April 15, 2025
They’re Saying the Quiet Part Out Loud: Deporting U.S. Citizens to El Salvador

There are moments in history when the masks slip. When authoritarian leanings stop whispering and start shouting. We just had one of those moments.

This past week, the Trump administration crossed a line many of us have warned about—but few truly believed they’d see: open discussion of deporting American citizens to foreign prisons without trial or due process. Not to Guantanamo. Not to a classified black site. But to CECOT, El Salvador’s mega-prison infamous for its brutal conditions and human rights violations.

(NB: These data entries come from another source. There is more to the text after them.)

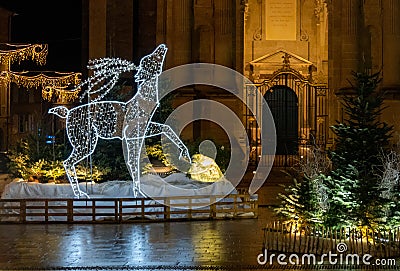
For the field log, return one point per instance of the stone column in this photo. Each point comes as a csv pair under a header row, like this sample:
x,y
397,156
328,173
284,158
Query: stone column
x,y
97,28
181,29
224,28
391,42
350,46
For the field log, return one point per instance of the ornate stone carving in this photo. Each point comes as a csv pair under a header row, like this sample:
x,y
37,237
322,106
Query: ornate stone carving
x,y
257,34
303,35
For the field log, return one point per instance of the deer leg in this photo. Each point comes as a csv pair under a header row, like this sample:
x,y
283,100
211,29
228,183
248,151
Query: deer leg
x,y
69,165
155,128
134,146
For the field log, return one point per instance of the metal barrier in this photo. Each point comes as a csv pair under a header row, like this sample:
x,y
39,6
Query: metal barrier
x,y
120,210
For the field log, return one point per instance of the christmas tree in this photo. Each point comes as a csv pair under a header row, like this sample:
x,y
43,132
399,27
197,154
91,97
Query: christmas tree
x,y
354,186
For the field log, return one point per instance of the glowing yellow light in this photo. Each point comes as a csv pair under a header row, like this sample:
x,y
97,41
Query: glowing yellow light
x,y
10,53
204,169
53,84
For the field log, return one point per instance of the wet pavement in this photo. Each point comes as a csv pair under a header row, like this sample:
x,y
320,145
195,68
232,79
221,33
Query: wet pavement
x,y
132,246
194,245
190,245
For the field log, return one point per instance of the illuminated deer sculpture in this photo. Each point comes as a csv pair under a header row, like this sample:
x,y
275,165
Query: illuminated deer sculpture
x,y
130,121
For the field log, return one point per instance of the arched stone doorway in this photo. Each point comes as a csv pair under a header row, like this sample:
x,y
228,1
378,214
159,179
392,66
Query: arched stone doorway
x,y
283,103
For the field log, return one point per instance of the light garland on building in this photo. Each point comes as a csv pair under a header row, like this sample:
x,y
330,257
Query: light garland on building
x,y
53,84
11,53
130,121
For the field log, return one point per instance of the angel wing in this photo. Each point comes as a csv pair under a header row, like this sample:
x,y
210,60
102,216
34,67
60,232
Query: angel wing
x,y
106,72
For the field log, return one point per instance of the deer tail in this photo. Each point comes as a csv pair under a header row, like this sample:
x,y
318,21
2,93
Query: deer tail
x,y
60,111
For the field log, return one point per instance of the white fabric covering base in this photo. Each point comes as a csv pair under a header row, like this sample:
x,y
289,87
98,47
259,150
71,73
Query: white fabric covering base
x,y
176,184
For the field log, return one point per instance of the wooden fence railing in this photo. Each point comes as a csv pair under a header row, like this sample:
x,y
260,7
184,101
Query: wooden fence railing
x,y
294,238
119,210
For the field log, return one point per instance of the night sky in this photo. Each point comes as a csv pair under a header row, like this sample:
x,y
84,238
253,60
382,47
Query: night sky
x,y
57,23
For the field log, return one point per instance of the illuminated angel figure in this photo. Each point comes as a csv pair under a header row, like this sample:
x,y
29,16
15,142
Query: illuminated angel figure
x,y
130,121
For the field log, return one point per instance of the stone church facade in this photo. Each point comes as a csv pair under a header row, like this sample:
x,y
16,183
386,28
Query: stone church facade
x,y
299,53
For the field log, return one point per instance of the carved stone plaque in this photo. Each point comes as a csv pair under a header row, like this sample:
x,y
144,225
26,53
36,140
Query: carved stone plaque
x,y
280,19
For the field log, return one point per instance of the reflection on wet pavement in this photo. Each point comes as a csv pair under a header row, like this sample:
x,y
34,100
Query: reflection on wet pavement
x,y
234,242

Let’s walk through how we got here.

📅 A Week of Escalation

 March 15, 2025

 Over 260 migrants, mainly from Venezuela and El Salvador, were deported en masse to CECOT under the 1798 Alien Enemies Act. The administration claimed gang affiliations—without showing evidence, without trial.

April 4

 A federal judge ordered the return of Kilmar Abrego García, a Maryland resident with protected status and no criminal record, who was deported to CECOT. The government called it an “administrative error.” Comforting.

April 10

 The Supreme Court ruled that the administration must facilitate García’s release—but didn’t mandate his return. A legal shrug. The government then argued it was El Salvador’s problem now. García remains behind bars.

April 14

 President Trump met with Salvadoran President Nayib Bukele at the White House. In a video now circulating online, they shook hands and doubled down: Bukele refused to return García. Trump floated sending American citizens—convicted of violent crimes—to CECOT next. The crowd cheered. No one blinked.

⚠️ Why This Should Terrify You

 This isn’t about immigration anymore. This is about citizenship. About due process. About the constitutional protections that once defined American identity.

It’s also about narrative control. Because let’s be honest:

📚 Writers are storytellers. And authoritarian regimes always come for the storytellers first.

The subtext of this week’s announcements? If the state can redefine someone’s citizenship, they can silence critics. If they can outsource imprisonment, they can ignore domestic oversight. If they can erase your rights with a handshake, no court is going to save you after the fact.

What’s stopping them from saying a journalist “encouraged unrest”? Or that an author “sympathized with subversives”? Or that someone’s fictional characters promote “anti-American ideologies”?

It’s not paranoid. It’s precedent. The foundation's being poured in real time.

🖊 Why Writers Must Keep Writing

 If you're a writer, a creator, a thinker—especially one with the gall to disagree—you’ve probably already felt the chill creep in. The hesitation before posting. The second-guessing of a plotline. The quiet urge to "wait and see."

That’s exactly the point.

But here’s the truth: the minute we stop telling uncomfortable stories, the people in power stop being uncomfortable. And that’s when they get dangerous.

So write the book. Publish the poem. Tell the damn story that makes them squirm.

Because the alternative? Is silence.

And silence is exactly what they’re hoping for.